Some details about the stage from Il Ciclismo:
- At 2744 meters above sea level, the road over the Colle d'Agnello (the Cima Coppi as well as the Italian/French border) is the highest paved road in Italy, 14 meters above the Stelvio.
- The Agnello is also the site of some 15th-century escapade called "le cheval errant," which I think has to do with a stray horse, but I can't find an English version. I'm sure it was hilarious though, except maybe to the French and Italians.
- At 1452 meters gained, it is the largest single chunk of vertical rise in this year's Giro. By comparison, the Zoncolan checks in at 1200 meters gained.

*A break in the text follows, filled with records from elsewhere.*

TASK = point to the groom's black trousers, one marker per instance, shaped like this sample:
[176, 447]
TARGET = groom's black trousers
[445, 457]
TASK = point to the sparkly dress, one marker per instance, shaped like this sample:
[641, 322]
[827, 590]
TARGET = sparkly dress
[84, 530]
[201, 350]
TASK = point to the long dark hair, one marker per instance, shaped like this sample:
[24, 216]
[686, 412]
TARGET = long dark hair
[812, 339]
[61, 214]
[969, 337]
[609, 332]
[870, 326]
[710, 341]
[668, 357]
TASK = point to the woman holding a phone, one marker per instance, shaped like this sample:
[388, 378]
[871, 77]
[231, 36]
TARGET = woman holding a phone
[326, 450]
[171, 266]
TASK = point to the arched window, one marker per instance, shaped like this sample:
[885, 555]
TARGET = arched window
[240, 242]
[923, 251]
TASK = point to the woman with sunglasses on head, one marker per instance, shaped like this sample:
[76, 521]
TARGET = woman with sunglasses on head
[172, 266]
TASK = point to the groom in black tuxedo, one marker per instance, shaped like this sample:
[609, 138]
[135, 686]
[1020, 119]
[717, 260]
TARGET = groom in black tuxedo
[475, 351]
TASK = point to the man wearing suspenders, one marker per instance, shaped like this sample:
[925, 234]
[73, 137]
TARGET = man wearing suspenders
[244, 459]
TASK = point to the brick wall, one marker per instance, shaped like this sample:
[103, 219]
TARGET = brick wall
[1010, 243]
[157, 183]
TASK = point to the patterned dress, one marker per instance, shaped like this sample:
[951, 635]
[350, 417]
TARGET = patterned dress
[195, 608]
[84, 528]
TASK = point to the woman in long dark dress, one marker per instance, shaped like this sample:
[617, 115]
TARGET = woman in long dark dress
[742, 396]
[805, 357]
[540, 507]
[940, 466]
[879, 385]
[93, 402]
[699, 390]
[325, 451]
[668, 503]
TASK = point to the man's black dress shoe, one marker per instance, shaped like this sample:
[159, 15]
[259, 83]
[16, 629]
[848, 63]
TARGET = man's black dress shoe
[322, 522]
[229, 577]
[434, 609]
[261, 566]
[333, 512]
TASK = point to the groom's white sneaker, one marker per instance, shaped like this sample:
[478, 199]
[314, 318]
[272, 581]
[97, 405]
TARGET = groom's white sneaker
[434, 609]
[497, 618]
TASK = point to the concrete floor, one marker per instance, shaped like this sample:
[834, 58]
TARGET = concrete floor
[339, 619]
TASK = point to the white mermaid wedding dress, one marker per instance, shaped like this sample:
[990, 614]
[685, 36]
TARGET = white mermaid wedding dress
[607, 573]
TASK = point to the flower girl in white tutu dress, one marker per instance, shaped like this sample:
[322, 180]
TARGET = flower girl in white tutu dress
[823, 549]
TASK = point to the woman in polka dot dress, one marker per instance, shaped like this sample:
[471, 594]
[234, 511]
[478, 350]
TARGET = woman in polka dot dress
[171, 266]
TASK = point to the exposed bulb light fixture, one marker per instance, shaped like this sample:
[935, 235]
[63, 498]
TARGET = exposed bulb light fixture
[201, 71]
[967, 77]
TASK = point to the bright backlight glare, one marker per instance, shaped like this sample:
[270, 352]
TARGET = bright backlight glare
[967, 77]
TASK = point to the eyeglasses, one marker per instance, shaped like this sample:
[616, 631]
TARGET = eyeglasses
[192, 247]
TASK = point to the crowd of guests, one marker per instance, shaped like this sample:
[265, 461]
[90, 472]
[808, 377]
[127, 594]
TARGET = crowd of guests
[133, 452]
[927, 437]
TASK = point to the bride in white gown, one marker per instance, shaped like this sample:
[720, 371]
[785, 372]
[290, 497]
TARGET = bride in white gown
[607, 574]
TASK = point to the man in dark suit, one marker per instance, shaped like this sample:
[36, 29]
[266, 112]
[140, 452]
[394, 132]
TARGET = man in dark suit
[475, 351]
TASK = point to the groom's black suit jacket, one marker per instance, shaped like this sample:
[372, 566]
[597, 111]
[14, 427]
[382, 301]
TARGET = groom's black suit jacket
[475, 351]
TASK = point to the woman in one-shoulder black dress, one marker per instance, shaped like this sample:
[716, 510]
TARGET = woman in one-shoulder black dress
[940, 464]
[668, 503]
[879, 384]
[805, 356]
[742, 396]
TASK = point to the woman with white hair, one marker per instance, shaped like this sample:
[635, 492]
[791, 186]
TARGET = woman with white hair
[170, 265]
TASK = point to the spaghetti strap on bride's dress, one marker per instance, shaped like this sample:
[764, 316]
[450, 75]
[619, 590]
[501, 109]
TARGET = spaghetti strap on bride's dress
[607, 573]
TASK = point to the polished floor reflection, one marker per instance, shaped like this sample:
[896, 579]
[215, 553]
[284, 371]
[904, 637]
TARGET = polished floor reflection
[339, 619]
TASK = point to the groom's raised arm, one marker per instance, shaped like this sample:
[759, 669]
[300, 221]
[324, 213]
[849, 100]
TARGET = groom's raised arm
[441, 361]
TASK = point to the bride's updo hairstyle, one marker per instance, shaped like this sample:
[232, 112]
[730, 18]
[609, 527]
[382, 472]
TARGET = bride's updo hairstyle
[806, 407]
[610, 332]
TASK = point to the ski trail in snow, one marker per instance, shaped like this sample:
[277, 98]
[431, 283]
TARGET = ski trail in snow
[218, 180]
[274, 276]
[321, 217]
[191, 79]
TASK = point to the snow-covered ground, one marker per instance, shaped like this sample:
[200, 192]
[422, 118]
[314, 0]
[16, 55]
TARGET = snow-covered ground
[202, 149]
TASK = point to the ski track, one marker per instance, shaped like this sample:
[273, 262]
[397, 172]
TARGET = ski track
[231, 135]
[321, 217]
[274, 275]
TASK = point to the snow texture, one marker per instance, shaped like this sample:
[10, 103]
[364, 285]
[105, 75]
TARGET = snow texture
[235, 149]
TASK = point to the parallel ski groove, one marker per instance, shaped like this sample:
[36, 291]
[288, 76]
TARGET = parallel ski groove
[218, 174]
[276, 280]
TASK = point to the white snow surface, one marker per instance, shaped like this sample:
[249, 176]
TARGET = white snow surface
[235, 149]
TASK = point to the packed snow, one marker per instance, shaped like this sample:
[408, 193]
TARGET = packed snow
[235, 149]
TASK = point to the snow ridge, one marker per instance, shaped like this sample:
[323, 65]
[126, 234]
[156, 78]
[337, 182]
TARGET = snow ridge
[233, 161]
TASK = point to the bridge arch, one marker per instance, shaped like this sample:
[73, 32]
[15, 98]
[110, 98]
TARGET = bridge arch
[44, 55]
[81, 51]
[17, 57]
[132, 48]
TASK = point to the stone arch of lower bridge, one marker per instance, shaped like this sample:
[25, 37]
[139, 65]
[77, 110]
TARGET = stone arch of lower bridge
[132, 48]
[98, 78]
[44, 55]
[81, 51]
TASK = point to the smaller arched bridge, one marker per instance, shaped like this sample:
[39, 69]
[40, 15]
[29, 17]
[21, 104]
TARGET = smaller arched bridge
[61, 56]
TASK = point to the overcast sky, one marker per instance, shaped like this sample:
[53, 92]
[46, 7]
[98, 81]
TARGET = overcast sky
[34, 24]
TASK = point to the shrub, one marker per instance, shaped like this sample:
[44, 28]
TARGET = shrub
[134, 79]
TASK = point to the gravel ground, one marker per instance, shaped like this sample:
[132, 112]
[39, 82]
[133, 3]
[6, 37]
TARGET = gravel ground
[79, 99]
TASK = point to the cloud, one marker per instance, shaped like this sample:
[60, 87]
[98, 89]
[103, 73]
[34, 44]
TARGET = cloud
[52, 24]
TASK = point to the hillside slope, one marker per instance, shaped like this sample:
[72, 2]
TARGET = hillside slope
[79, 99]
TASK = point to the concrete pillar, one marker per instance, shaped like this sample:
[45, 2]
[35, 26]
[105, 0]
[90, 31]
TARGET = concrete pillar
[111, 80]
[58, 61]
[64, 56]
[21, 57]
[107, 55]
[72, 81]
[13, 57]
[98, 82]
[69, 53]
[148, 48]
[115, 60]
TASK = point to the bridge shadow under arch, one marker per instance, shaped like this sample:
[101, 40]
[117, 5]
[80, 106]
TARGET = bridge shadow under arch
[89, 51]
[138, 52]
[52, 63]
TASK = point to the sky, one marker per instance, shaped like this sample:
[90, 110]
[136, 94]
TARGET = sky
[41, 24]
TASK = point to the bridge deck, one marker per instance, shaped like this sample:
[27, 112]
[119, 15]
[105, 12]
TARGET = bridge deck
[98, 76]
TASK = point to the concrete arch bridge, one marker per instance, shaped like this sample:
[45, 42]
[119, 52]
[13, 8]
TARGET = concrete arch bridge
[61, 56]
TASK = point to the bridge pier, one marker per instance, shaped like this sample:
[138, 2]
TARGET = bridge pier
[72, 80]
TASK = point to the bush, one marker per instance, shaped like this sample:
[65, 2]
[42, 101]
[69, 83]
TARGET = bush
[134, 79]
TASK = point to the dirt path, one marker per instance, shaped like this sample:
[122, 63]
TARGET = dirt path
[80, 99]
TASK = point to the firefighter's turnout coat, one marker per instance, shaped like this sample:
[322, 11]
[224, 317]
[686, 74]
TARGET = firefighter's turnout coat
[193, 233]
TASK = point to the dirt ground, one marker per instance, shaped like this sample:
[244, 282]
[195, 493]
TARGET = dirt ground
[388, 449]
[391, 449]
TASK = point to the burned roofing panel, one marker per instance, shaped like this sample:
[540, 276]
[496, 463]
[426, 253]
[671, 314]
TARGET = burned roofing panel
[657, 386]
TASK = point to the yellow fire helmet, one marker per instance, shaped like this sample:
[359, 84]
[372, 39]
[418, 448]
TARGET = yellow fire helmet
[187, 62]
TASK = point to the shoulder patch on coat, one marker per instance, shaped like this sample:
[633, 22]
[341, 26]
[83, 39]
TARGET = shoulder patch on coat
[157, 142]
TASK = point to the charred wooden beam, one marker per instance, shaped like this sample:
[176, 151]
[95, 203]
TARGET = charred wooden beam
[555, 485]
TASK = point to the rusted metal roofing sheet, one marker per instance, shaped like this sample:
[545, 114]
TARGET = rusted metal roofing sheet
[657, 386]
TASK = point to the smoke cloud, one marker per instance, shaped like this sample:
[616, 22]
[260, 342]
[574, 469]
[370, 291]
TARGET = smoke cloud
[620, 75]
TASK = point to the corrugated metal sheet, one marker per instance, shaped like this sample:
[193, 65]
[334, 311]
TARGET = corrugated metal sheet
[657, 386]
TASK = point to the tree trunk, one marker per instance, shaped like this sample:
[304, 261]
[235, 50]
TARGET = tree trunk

- The other dimensions: the climb is 30km long, making the grade average out at a manageable 6.5%... with at least one small ramp at 15%. All of the lengths and averages vary depending on where you think the climb begins. These are the Giro's official #s.
- Three times the Giro has ended at Chianale, two-thirds of the way up the slope, with Dario Frigo winning here most recently in 2003. My Italian is poor, but I get the sense the race has never gone all the way over the pass before?? Though the Tour de l'Avenir came here in 1976.
- Then on to the Col d'Izoard, a mythical landscape including the Casse déserte (which Il Ciclismo refers to as a lunar landscape) and a monument to Coppi and Bobet, who dueled here during the Tour. The Izoard, IIRC, was also part of the Cuneo-Pinerolo stage where Coppi seized the 1949 Giro by the throat.
- Izoard stats: 14km at 7.3% average grade, max grade 14%. Not fun. This is the south face, which I believe is the opposite from what the Tour uses? From there it's a steep 22km down to Briançon.
The stage finish in the valley reduces the chances that the climbers will truly sort themselves out tomorrow, though a tricky descent may prevent anyone who blew up on the Izoard climb from rejoining their rivals. We'll see. Mostly, this is a stage to soften up the riders... there's a lot of suffering packed into these climbs, and if the gaps don't show up Thursday, look for them on Friday or Saturday.
Also, RAI is insane if they don't assign a motorbike to Paolo Savoldelli. As the most respected (?) descender in the field, at least among the heads of state, Savoldelli's chances rate from excellent to miserable tomorrow. He could completely come unravelled on the long ascent... though the early returns suggest he's better than he was a year ago. He could also make it across the Izoard with the leaders... and unleash a dizzying downhill attack for the stage win. Or he could do his usual climb-at-my-pace where he gives the impression all is lost, only to rejoin the mountain goats on the way down.
We are not guaranteed major fireworks tomorrow; all we know is this stage is going to hurt just about everyone... and could begin the final sorting.